Why living in the world of Harry Potter would not be as great as it seems
We all love Harry Potter. In fact, many teens and young adults today would consider themselves massive Potterheads! However, when we actually delve into this fantasy world, we can see that it is not quite as magical as first imagined…
- It’s racist as f*ck. Muggleborns and squibs are ridiculed and ostracised repeatedly throughout the series. Squibs and wizards are segregated into different schools, and squibs are rarely spoken about. The fact that Mr Filch was cautious to disclose that he was a squib highlights how non-magical people born into magical families are marginalised. Furthermore, muggleborns are also subject to racist treatment throughout the world of Harry Potter. From Hermione being bullied by blood purists, to eventually being tortured and having a racial slur carved into her arm. This compares to the hate crimes and racial prejudice found in our world today, something I’m sure none of us would want to experience if we attended Hogwarts.
- The education is limited. At Hogwarts, only subjects involving magic are taught. This means that witches and wizards are limited to jobs in the wizarding world, increasing tensions between muggles and wizards, and amplifying the entire wizarding community’s fear and apprehension towards muggles. There also seems to be no universities, so the highest qualification a student can achieve is a N.E.W.T, which is only equivalent to an A-level!
- The teachers are crazy. Just look at all the Defence Against the Dark Arts teachers, just look at them…
The first had a serial killer living in the back of his head, and was too much of a nervous wreck to teach. The second was too obsessed with himself to take any notice of his students. The third was brilliant, but also a werewolf. The fourth was an imposter, and traumatised Neville by showing him the curse that killed his parents. The fifth tortured her students and prohibited them from learning anyone. The sixth was a decent teacher, but a huge bully. This would never be allowed in a muggle school (although I have had some pretty wild teachers in my time…), what about pupil safety?
- The House system is stupid. Grouping kids based on the way they act when they are eleven is never going to go down well. *Silently cringes whilst I remember when I thought that covering my face with glittery bronzer was ‘contouring’*
People change a lot between the ages of eleven and eighteen, so why push an expectation on them to act a certain way for literally no reason whatsoever? The house system only encourages rivalry between young wizards, and teaches them to be prejudiced and self-righteous. This is seen several times in the books, such as when Albus Potter fears being in Slytherin, and Voldemort plans to make Slytherin the ruling house.
- No foreign aid. Why didn’t American wizards come and help take down Voldemort??? They could have easily apparated across the Atlantic to reinforce the allies at the Battle of Hogwarts!

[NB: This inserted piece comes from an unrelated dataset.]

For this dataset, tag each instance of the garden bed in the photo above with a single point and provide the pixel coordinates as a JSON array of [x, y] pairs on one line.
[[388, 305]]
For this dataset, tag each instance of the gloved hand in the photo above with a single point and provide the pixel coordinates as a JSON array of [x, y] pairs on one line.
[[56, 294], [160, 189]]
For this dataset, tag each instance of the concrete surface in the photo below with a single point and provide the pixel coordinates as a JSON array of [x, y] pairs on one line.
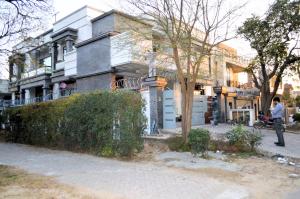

The only time we see wizards from other countries interacting with British wizards is during a school competition! Why were they not there when they were really needed?
- Overly tough criminal justice system.We all know that criminals in the world of Harry Potter are sent to Azkaban prison, an island fortress surrounded by soul sucking guards named dementors. The fact that a dementor can stop a person from ever feeling happiness again, and bring them a fate worse than death, indicates how unforgiving wizarding prisons are. They literally invented a punishment more severe than the death penalty. Furthermore, it is evident that Azkaban prison focuses on retribution instead of reforming criminals, as Bellatrix Lestrange became even more ruthless and bloodthirsty after escaping the prison.
Overall, the world of Harry Potter is incredibly segregated, and seems to have incredibly backwards laws about punishment and education. The tensions between wizards and muggles, muggleborns, half-breeds and Hogwarts houses are one of the main causes of conflict in the Potter universe. The lack of respect for wizards’ human rights also causes problems. If the British wizarding community had had less tensions between groups, and better laws regarding safety in schools, I’m pretty sure that Lord Voldemort would have never rose to power. However, these problems make for an engaging and powerful story, that reflects many parts of our society today.